Step 2: Build a Diversified Dividend Portfolio
Diversification is key to reducing risk and ensuring a consistent income. Invest in a mix of stocks from various sectors.
Example Portfolio:
30% Mining: BHP Billiton, Sibanye Stillwater, Exxaro
22.5% Real Estate: Vukile, Stor-Age
20% Retail: Shoprite, Woolworths
15% Telecom: MTN, Vodacom
12.5% ETFs: Satrix DivI Plus, Satrix Resi
Step 3: Calculate Your Expected Dividend Income
Determine your expected dividend income by multiplying the dividend yield of each stock by the number of shares you own.
Example:
With R4 million invested across these stocks at current yields, you could earn R301,600 annually before tax. Dividends in your Tax-Free Savings Account (TFSA) won’t be taxed, but the rest will be taxed at 20%. Remember, the maximum you can invest in a TFSA is R500,000.
Step 4: Monitor & Update as Needed
Regularly check your portfolio to ensure your stocks are performing well and continuing to pay dividends. If a stock's performance declines or its dividends are cut, consider selling it and replacing it with a better-performing stock.
THE PEOPLE HAVE SPOKEN
How panicked are you about what’s happening on the local and global financial stage?
🟨⬜️⬜️⬜️⬜️⬜️ 😰 Very much – I’m afraid of losing what I’ve built so far. (12%)
🟩🟩🟩🟩🟩🟩 😎 No, it’s OK, I know the ups and downs will settle soon. (61%)
⬜️⬜️⬜️⬜️⬜️⬜️ 🌎 I am worried about how global events affect my ability to earn and grow (6%)
🟨⬜️⬜️⬜️⬜️⬜️ 🇿🇦 I'm not too concerned with the rest of the world, I just want SA’s economy to get going. (12%)
🟨⬜️⬜️⬜️⬜️⬜️ 😉 To be honest, I didn’t notice the global panics – I’m in this for the long-term gains. (9%)
What you said…
“Unfortunately I'm fully invested for the medium to long term and not bothered much about the FUD. Though I wish I had dry powder to buy the dip on Monday😅.”
Exactly, Asethemane, that’s the spirit.
“I'm still on my foundation of my house of wealth and it still rough, my only disappointment was that I didn't have money to invest so as to buy more.
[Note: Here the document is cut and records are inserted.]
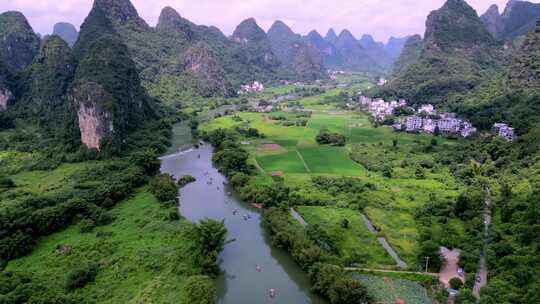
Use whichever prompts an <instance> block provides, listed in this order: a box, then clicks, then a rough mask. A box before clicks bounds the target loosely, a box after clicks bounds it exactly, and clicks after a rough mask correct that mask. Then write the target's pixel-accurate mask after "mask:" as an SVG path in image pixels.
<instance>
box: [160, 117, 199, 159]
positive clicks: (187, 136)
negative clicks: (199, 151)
mask: <svg viewBox="0 0 540 304" xmlns="http://www.w3.org/2000/svg"><path fill="white" fill-rule="evenodd" d="M192 143H193V137H192V136H191V129H190V127H189V122H188V121H183V122H180V123H177V124H175V125H174V126H173V137H172V138H171V146H170V147H169V149H168V150H167V153H166V154H171V153H174V152H176V151H178V149H182V148H185V147H187V146H189V145H191V144H192Z"/></svg>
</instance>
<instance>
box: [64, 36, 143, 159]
mask: <svg viewBox="0 0 540 304" xmlns="http://www.w3.org/2000/svg"><path fill="white" fill-rule="evenodd" d="M71 100H72V101H73V104H74V108H75V109H76V111H77V118H78V126H79V129H80V133H81V141H82V143H83V144H85V145H86V146H88V147H90V148H96V149H101V148H102V144H103V143H107V144H108V145H109V146H110V147H112V148H114V149H122V148H123V147H124V146H125V145H126V144H127V143H126V140H127V137H128V135H129V133H130V132H132V131H134V130H136V129H137V128H138V127H140V126H141V124H143V123H144V122H145V121H146V120H148V119H149V118H151V117H153V112H152V110H151V107H150V101H149V99H148V97H147V95H146V92H145V90H144V89H143V88H142V87H141V84H140V80H139V76H138V72H137V70H136V67H135V63H134V62H133V60H132V59H131V57H130V55H129V51H128V49H127V47H126V46H125V45H124V44H123V43H122V42H121V41H120V40H119V39H118V38H117V37H115V36H103V37H101V38H100V39H98V40H97V41H96V42H95V43H94V44H93V45H92V46H91V47H90V49H89V51H88V52H87V54H86V55H85V57H84V58H83V59H82V60H81V61H80V63H79V65H78V67H77V72H76V76H75V80H74V85H73V89H72V93H71Z"/></svg>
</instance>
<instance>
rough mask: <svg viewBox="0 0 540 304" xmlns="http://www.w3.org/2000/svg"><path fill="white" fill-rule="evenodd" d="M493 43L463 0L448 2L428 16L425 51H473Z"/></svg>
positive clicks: (481, 26) (479, 22)
mask: <svg viewBox="0 0 540 304" xmlns="http://www.w3.org/2000/svg"><path fill="white" fill-rule="evenodd" d="M493 44H494V39H493V37H492V36H491V35H490V34H489V33H488V31H487V30H486V28H485V26H484V24H483V23H482V21H481V20H480V18H479V17H478V15H477V14H476V11H475V10H474V9H473V8H472V7H471V6H469V5H468V4H467V3H466V2H465V1H464V0H448V1H446V3H445V4H444V5H443V7H441V8H440V9H438V10H436V11H433V12H431V13H430V14H429V16H428V18H427V21H426V33H425V35H424V45H425V49H426V51H428V52H437V51H450V50H456V49H472V48H474V47H486V46H490V45H493Z"/></svg>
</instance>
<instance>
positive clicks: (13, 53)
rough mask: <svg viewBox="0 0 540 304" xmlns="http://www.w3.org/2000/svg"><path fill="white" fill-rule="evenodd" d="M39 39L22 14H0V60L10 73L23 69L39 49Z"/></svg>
mask: <svg viewBox="0 0 540 304" xmlns="http://www.w3.org/2000/svg"><path fill="white" fill-rule="evenodd" d="M39 44H40V39H39V37H38V36H37V35H36V34H35V33H34V31H33V30H32V27H30V24H29V23H28V21H27V20H26V18H25V17H24V15H23V14H21V13H19V12H5V13H2V14H0V61H1V62H3V63H4V65H5V66H6V68H7V69H8V71H9V72H10V73H16V72H19V71H21V70H23V69H25V68H26V67H27V66H28V65H30V63H32V60H33V59H34V56H35V55H36V54H37V52H38V50H39Z"/></svg>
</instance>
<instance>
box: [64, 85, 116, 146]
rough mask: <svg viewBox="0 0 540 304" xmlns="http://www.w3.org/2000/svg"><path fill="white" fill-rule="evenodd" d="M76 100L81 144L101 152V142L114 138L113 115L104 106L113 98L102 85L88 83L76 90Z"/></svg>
mask: <svg viewBox="0 0 540 304" xmlns="http://www.w3.org/2000/svg"><path fill="white" fill-rule="evenodd" d="M74 98H75V104H77V105H78V109H77V118H78V122H79V130H80V132H81V142H82V143H83V144H84V145H86V146H87V147H88V148H92V149H98V150H99V149H100V144H101V142H102V141H103V140H104V139H107V138H112V136H113V133H114V125H113V114H112V113H111V111H110V110H109V109H106V108H105V107H104V106H103V105H105V104H107V103H108V102H107V101H109V102H112V97H111V96H110V95H109V94H108V93H107V92H106V91H105V90H104V88H103V87H102V86H101V85H99V84H97V83H94V82H88V83H85V84H83V85H80V86H78V87H77V88H76V89H75V91H74Z"/></svg>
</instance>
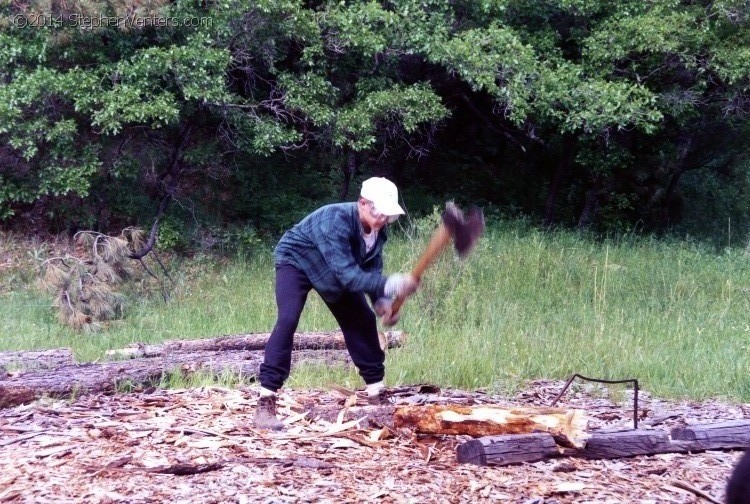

Legends says you buy when they blood on the street Thank you.”
Indeed, Esaluya, it stabilised so quickly that a bit of free cash could have had you up right now.
“When it dropped I bought more in some of my shares especially in my Tax Free portfolio. As I told my wife not to panic. Rumours do not lower the value of businesses.”
Nice one, Jan, glad you could benefit from the frenzy – a good example of why you need to have a little cash cushion around.
“This just headline news ...... absolute nonsense. The US market is still up 9% over the last year. Was just a big down day the other day - No big deal ...... markets unlikely to crash with rates on their way down .... and if they do try use the opportunity to buy stuff a little cheaper”
Indeed, Holman, Jan said he had some opportunity to capitalise – everyone else wishes they had more to buy with too.